Six have been detained pending deportation or removal
Which means (as of now) that 73 haven’t been, even though many should have been subject to probationary supervision.
2. A faith in technology.
Seventy-nine offenders were originally imprisoned for more serious offences…All of these 79 were and are on the Police National Computer.
So what? I’ve got decent-looking women on my computer.
3. The belief that change is the solution, not the problem.
The Home Office is in the process of dramatic change to enable us to meet the challenges of the modern world effectively.
This is an aspect of the New Labour myth - that the world is new and requires new institutions to control it.
There’s no awareness of the possibility that change can weaken organizations. We know from company management that big changes (such as happen after takeovers) often reduce efficiency, because they destroy tacit knowledge, weaken employee morale, encourage office politicking as staff protect their interests, and cause managers to focus on managing change rather than their core competences.
Real and profound change does take time and often reveals matters that have been hidden or lain dormant in an organisation.
What this omits is the possibility that profound change causes “matters.”
4. A belief that intentions matter.
We are focusing ruthlessly…I am committed…
No-one cares how hard you’re trying.
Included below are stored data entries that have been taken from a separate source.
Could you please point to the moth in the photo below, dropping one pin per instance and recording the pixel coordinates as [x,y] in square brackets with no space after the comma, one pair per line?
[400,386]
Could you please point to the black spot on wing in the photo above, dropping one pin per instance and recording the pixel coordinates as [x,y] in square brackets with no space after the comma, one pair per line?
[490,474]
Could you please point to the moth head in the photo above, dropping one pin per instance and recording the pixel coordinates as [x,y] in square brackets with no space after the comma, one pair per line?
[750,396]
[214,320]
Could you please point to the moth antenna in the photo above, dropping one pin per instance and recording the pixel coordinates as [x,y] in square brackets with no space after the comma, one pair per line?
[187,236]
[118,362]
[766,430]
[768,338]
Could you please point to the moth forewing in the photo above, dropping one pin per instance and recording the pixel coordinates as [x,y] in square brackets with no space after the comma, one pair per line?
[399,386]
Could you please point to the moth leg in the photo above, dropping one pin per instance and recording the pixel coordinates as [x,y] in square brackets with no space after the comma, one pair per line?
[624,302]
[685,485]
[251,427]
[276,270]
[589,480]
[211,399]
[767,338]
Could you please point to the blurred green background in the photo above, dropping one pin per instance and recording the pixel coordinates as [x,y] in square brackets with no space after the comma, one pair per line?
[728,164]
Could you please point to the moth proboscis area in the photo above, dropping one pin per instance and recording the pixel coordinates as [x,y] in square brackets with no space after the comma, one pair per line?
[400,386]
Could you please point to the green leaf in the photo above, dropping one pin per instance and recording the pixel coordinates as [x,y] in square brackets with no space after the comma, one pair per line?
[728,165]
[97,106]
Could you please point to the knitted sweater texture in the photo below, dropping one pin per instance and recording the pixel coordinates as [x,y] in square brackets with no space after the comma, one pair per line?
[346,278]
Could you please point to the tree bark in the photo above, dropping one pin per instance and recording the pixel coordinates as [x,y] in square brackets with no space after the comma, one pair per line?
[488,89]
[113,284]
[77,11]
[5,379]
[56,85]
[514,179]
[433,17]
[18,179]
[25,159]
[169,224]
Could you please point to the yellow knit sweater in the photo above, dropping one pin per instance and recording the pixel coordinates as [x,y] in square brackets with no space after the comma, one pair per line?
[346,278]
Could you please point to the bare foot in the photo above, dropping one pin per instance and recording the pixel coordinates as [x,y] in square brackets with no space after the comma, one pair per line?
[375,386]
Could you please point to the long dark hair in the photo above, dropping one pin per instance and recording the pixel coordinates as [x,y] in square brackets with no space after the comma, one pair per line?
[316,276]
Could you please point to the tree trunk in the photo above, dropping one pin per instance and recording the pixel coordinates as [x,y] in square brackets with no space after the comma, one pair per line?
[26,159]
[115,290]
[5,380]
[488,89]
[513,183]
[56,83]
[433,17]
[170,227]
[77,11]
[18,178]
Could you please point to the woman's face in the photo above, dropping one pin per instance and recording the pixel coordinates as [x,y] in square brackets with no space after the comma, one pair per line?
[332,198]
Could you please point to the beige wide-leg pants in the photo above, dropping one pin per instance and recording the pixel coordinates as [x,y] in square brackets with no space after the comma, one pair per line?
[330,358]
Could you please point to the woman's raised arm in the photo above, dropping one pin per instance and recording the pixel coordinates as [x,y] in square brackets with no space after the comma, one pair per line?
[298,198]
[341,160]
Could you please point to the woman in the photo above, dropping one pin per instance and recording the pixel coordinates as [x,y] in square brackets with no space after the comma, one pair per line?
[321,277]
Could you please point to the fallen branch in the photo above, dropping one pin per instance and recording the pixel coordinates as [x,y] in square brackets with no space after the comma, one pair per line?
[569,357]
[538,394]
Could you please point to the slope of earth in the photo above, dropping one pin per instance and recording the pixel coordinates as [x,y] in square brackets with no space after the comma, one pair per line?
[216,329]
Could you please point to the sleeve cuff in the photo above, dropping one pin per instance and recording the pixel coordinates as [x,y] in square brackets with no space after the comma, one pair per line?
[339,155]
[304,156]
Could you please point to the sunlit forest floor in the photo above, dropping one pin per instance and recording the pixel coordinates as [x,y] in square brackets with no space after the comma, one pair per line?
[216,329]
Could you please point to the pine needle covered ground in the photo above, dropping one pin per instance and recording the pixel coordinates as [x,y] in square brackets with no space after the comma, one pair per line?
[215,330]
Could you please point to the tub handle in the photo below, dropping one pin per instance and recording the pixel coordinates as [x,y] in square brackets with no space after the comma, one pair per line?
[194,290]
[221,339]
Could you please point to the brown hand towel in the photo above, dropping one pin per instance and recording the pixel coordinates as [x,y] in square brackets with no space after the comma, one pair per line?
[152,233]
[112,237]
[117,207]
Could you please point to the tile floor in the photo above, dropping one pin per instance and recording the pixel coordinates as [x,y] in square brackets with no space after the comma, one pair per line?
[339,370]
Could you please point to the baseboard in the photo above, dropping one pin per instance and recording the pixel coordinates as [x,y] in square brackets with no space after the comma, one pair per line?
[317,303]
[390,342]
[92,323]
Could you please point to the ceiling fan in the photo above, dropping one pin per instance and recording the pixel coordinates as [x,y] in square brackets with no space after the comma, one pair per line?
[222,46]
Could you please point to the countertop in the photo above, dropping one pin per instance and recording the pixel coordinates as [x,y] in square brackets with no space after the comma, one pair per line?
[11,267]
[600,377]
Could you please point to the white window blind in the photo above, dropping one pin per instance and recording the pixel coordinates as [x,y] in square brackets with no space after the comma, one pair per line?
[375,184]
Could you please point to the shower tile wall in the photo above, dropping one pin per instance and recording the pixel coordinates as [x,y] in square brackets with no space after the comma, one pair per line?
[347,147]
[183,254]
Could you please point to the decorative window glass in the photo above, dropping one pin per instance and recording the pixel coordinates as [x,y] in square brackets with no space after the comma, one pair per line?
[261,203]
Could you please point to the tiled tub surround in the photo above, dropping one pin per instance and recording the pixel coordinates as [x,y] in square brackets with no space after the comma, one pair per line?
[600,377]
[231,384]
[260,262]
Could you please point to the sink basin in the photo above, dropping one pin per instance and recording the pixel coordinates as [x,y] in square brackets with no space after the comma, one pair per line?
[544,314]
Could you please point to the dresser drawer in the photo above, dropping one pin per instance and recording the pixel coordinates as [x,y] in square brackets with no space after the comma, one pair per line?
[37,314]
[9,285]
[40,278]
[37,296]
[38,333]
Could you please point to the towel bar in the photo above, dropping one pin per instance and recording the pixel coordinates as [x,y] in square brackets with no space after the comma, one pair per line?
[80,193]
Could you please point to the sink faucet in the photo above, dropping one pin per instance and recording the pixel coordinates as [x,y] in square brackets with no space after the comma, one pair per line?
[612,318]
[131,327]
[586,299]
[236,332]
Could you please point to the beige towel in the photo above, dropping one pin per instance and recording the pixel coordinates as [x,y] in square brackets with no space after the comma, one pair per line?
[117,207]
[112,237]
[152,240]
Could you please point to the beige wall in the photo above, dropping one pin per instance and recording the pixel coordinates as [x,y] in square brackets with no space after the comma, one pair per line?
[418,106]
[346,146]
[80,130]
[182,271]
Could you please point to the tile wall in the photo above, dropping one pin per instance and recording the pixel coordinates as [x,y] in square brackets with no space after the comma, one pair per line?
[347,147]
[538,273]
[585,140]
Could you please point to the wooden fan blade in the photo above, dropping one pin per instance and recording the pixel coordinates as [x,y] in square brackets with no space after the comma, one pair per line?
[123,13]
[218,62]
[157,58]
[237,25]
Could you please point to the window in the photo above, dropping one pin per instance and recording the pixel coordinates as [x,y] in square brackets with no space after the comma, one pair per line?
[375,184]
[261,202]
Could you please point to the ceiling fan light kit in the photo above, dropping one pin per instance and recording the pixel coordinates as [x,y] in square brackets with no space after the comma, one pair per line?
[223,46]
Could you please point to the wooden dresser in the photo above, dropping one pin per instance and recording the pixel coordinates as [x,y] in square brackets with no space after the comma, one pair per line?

What matters are results, not intent.
Clarke’s doing two managerialist tricks here. First, he’s trying to deflect attention away from hard, quantifiable evidence towards untestable things – how hard he’s working.
Second, he’s claiming that personality – commitment, effort – matters more than organizational issues. Richard Sennett hit this nail on the head:
We see society itself as ‘meaningful’ only by converting it into a grand psychic system. We may understand that a politician’s job is to draft or execute legislation, but that work does not interest us until we perceive the play of personality in political struggle. A political leader running for office is spoken of as ‘credible’ or legitimate’ in terms of what kind of man he is, rather than in terms of the actions or progammes he espouses. The obsession with persons at the expense of more impersonal social relations is like a filter which discolours our rational understanding of society. (The Fall of Public Man, p4)
5. The leadership illusion.
In each area we are making profound changes with new leadership to meet the challenges we face.
Here we have it – the presumption that all an organization needs is the right people at the top of the hierarchy. This presumption is, of course, widespread, but no less wrong for that.
The question that hasn’t occurred to Clarke is: how exactly does leadership matter? As I’ve said, hierarchy can have a precise economic function. And he utterly failed to exercise this.
But then New Labour’s managerialism is about a faith in leadership, not an analysis of it.